On the other hand, he distances Meta’s censorship decisions from the government pressure: “Ultimately, it was our decision whether or not to take content down, and we own our decisions.” Mr. Zuckerberg (and surely his lawyers) thus admits both the pressure and the social-media censorship but carefully keeps the two apart. The aim, presumably, is to avoid having Meta treated as a state actor for purposes of the First Amendment and then being held liable for damages.

Mr. Zuckerberg isn’t denying that the government caused some of Meta’s censorship decisions. The letter is too carefully drafted to say something so obviously untrue. So in saying that it was “our decision” whether to take down content, Mr. Zuckerberg doesn’t claim that such decisions were unaffected by the government pressure—that was the whole point of the pressure.

In fact, Meta’s decisions often were driven by government pressure, as evident from the extensive record in Murthy v. Missouri. Mr. Zuckerberg’s phrasing about “our decisions,” however, sidesteps the causation question. It avoids any overt concession that the efforts to influence the company actually caused Meta to suppress speech.
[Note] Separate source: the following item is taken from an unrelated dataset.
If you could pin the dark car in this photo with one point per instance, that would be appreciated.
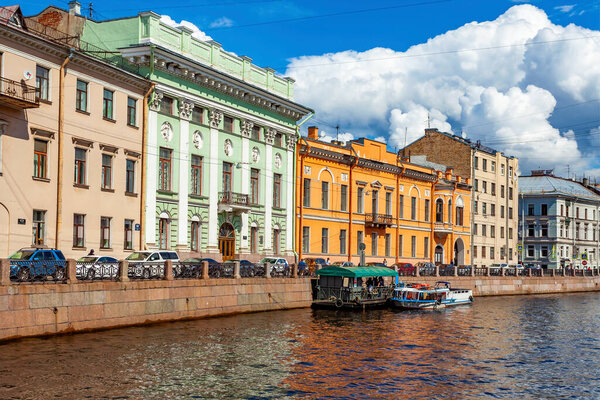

The closest the letter comes to admitting causation is Mr. Zuckerberg’s assertion that he told his teams at the time that “we should not compromise our content standards due to pressure from any Administration in either direction—and we’re ready to push back if something like this happens again.” This sounds like bold defiance. But “if something like that happens again” suggests that Meta didn’t push back when it happened before—a backhanded admission that government pressure caused Meta to “compromise.” Mr. Zuckerberg never says, and couldn’t say, that Meta would have made the same censorship decisions in the absence of government pressure.

Mr. Zuckerberg’s letter is unintentionally revealing. Although it belatedly acknowledges the repeated government pressure, it’s much too cagey, nearly silent, about the effect of that pressure in securing social-media censorship. Mr. Zuckerberg’s caution about causation speaks volumes about his fears (or those of his lawyers) that, if the truth were out, Meta would be legally vulnerable.